Let $m; n \in N$ with $m > n$. Then there does not exist an injection from $N_m$ into $N_n$.
We will do this by induction on $n$. Let's formulate the inductive hypothesis $P(k)$ is if $f : N_m \to N_k$ and $m > k$ then $f$ is not an injection.
Base case: $k = 1$: then $f(1)=f(2)=...=f(m)=1$. So, $f$ is not an injection. Inductive step: Suppose, $P(k)$ is true. Let's show that $P(k+1)$ is true.
Let $h: N_m \to N_{k+1}$. We can have $2$ cases:
- case 1: $h(N_m) \subseteq N_k \subseteq N_{k+1}$, then $h$ is not an injection to $N_k$, by our inductive hypothesis. Hence, it is not an injection to $N_{k+1}$.
- case 2: $h(N_m) \not\subseteq N_{k}$. If there are more than one elements in $N_{m}$ that map to $k+1$ then $h$ is not an injection. So, suppose there is only one $p \in N_m$ such that $h(p) = k+1$. We now defined $h_1(i) = h(i)$ if $i = 1, 2, ... p-1$ and $h_1(i) = h(i+1)$ if $i = p, ..., m - 1$. So, that $h_1 : N_{m-1} \to N_k$.
Now it is argued that $h_1$ is not an injection by our induction hypothesis and then it is obvious to see that $h$ is not an injection either. However, I am struggling to see why this is the case. I think, that we can't apply the inductive hypothesis on $h_1$ since we don't know if $m-1 > k$. We only know that $m > k$ since we assumed that $P(k)$ is true. Can you help me to see what I can't see? What is it that I am missing here?

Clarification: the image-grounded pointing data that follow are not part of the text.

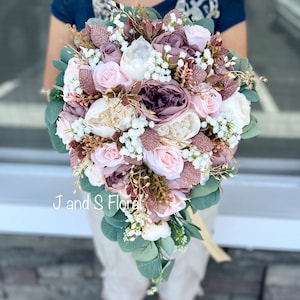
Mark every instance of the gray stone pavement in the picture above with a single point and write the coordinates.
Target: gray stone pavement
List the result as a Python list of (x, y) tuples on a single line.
[(57, 268)]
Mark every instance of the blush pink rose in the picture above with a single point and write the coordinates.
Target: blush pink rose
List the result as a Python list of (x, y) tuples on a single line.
[(175, 204), (165, 161), (208, 102), (107, 156), (197, 36), (109, 75), (64, 123)]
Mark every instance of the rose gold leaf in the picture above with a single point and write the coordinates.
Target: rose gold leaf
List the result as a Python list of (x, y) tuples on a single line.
[(202, 142), (150, 139), (86, 81), (99, 34)]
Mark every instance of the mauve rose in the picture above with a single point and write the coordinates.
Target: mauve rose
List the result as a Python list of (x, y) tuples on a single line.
[(64, 122), (207, 102), (109, 75), (107, 156), (175, 204), (111, 52), (176, 39), (165, 161), (162, 102), (197, 36)]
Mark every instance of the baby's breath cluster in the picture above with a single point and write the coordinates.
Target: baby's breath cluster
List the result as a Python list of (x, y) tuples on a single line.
[(158, 68), (174, 21), (204, 59), (224, 127), (131, 138), (93, 56), (117, 34), (79, 129)]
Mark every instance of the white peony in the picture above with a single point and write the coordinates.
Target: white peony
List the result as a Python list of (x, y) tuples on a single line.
[(153, 232), (105, 117), (134, 58), (181, 128), (239, 108)]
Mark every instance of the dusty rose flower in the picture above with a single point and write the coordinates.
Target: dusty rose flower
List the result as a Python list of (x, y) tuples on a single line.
[(111, 52), (107, 156), (197, 36), (109, 75), (163, 101), (165, 161), (207, 102), (64, 123)]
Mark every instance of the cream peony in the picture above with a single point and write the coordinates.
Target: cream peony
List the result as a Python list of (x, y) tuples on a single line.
[(134, 58), (153, 232), (105, 117), (181, 128), (239, 108)]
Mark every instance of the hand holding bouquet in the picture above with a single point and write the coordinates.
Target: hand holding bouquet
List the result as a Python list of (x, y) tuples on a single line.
[(151, 111)]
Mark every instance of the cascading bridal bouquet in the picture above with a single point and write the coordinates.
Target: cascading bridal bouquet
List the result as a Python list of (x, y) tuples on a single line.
[(151, 111)]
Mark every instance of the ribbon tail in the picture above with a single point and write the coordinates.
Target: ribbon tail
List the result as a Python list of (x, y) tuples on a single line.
[(217, 253)]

We just need prove: for $\ k = 1,2,3,...,m-1 $,the propositon is true. So $\ k+1 \leq m-1$ , and that means $\ k < m-1 $. ( If $\ k+1 > m-1$, then $\ k \geq m $, which contradicts the precondition.)

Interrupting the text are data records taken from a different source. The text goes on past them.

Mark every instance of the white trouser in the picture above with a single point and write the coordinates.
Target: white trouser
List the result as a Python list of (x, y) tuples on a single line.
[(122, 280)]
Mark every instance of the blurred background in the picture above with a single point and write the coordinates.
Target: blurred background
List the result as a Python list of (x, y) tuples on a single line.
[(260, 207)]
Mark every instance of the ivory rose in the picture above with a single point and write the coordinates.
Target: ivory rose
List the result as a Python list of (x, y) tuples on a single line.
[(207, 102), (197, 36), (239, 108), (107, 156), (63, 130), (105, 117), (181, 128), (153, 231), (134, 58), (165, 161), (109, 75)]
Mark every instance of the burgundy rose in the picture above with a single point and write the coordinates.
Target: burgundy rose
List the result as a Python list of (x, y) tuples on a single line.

And the inductive step should be modified as below:
Suppose for $\ \forall j \leq k, \ P(j)$ is true. Let's show that $\ P(k+1)$ is true.
This is because in case 1 $\ h(N_m) \subset N_k$, so for any subset of $\ N_k$,say $\ N_j(j \leq k)$,there should not exist an injection from $\ N_m$ to $\ N_j$.